Recently I’ve been implementing a POC for interacting with Rhasspy using chat (XMPP) by configuring it as a satellite. The thing worked out surprisingly well when using Hermes (I could even send replies back via chat!!), although I had a small issue. I had two ways (that I knew of) to go for this:
send a DialogueStartSession and, after receiving DialogueSessionStarted, send an AsrTextCaptured with the text received from chat
send a NluQuery with the text received from chat (emulating the text input in Rhasspy web UI)
Using option 2 seemed easier, but I’d lose session management, which is essential when the interaction has multiple steps. So I went for option 1.
Sending AsrTextCaptured however triggers the “recorded” wav file, which takes away precious response time.
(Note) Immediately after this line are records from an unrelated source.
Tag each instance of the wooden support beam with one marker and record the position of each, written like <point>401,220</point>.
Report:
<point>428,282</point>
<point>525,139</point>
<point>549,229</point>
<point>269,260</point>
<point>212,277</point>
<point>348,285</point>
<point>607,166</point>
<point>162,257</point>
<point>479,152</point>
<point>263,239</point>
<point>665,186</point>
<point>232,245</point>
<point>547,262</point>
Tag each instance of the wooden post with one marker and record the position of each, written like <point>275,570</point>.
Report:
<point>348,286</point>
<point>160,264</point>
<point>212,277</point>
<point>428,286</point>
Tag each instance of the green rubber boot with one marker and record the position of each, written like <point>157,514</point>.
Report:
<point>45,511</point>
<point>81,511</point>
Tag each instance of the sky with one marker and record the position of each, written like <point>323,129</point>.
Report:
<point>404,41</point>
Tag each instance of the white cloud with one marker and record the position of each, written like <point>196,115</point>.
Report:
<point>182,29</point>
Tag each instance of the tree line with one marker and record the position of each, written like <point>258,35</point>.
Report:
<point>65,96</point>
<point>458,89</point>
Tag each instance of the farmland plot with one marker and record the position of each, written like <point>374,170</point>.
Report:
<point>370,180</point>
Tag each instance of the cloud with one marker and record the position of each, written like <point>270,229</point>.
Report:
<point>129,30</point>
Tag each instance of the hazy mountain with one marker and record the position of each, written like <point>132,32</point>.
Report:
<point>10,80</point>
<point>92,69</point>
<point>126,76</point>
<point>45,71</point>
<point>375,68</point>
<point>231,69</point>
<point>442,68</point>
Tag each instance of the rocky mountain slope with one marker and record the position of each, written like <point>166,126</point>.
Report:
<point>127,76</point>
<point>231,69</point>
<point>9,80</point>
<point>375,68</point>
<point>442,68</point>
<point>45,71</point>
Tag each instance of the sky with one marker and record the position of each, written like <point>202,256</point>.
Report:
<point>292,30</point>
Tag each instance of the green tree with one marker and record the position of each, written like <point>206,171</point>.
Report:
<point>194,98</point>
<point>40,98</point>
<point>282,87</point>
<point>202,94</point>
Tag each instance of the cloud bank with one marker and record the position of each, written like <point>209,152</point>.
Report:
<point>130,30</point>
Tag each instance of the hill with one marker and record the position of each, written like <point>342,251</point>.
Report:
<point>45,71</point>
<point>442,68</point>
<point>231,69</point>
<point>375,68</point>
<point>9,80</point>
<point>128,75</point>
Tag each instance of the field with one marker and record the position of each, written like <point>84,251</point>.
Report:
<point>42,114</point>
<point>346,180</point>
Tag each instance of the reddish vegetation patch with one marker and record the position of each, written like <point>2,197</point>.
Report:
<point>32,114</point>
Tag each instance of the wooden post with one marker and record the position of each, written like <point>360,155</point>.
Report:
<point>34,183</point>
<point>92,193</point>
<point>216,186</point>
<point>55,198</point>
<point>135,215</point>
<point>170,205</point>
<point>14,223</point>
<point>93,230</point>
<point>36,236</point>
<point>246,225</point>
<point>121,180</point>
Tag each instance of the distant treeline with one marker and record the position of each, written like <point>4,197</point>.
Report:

I could have sent a fake PlayFinished to trick Rhasspy into going ahead, but I just wanted to skip that step, so I created a convention for this:
Whenever AsrTextCaptured.wakewordId is null, Rhasspy will assume that the request didn’t come from voice so it will skip playing the “recorded” wav file
I implemented that in my fork. Currently though only the Google ASR module can fill the wakewordId field. Core developers, could this be a reasonable way to go? Can we use this or some other approach? Or am I going totally the wrong way?
A chat is not siteId specific (multiple sessions can happen in the chat at the same time). The current dialogue manager is not fit for this (feedback sounds, asr listening, session timeout, etc.).
I’d create a specific chat dialogue manager (Rhasspy-chat-manager ) with specific topics like chat/dialogue/start and leverage Rhasspy Hermes protocol to convert chat text input using NLU topics like hermes/nlu/query to intents internally.
Actually I would create a siteId for each user that is chatting (e.g. xmpp_daniele). But I can see it can be somewhat cumbersome to manage (and it might have other caveats).
You surely know Rhasspy better than me, but couldn’t this really be handled via parameters instead of writing a whole new module?
It could as I think @synesthesiam did some magic tricks with the siteIds but… it will surely increase the maintenace cost and complexity of the dialogue manager:
enabling feedback sounds for vocal dialogue but disabling them for chat
different session timeouts as 10s is short enough for a vocal utterance but surely too short for a keyboard input
topics that are not useful need to be bypassed, etc).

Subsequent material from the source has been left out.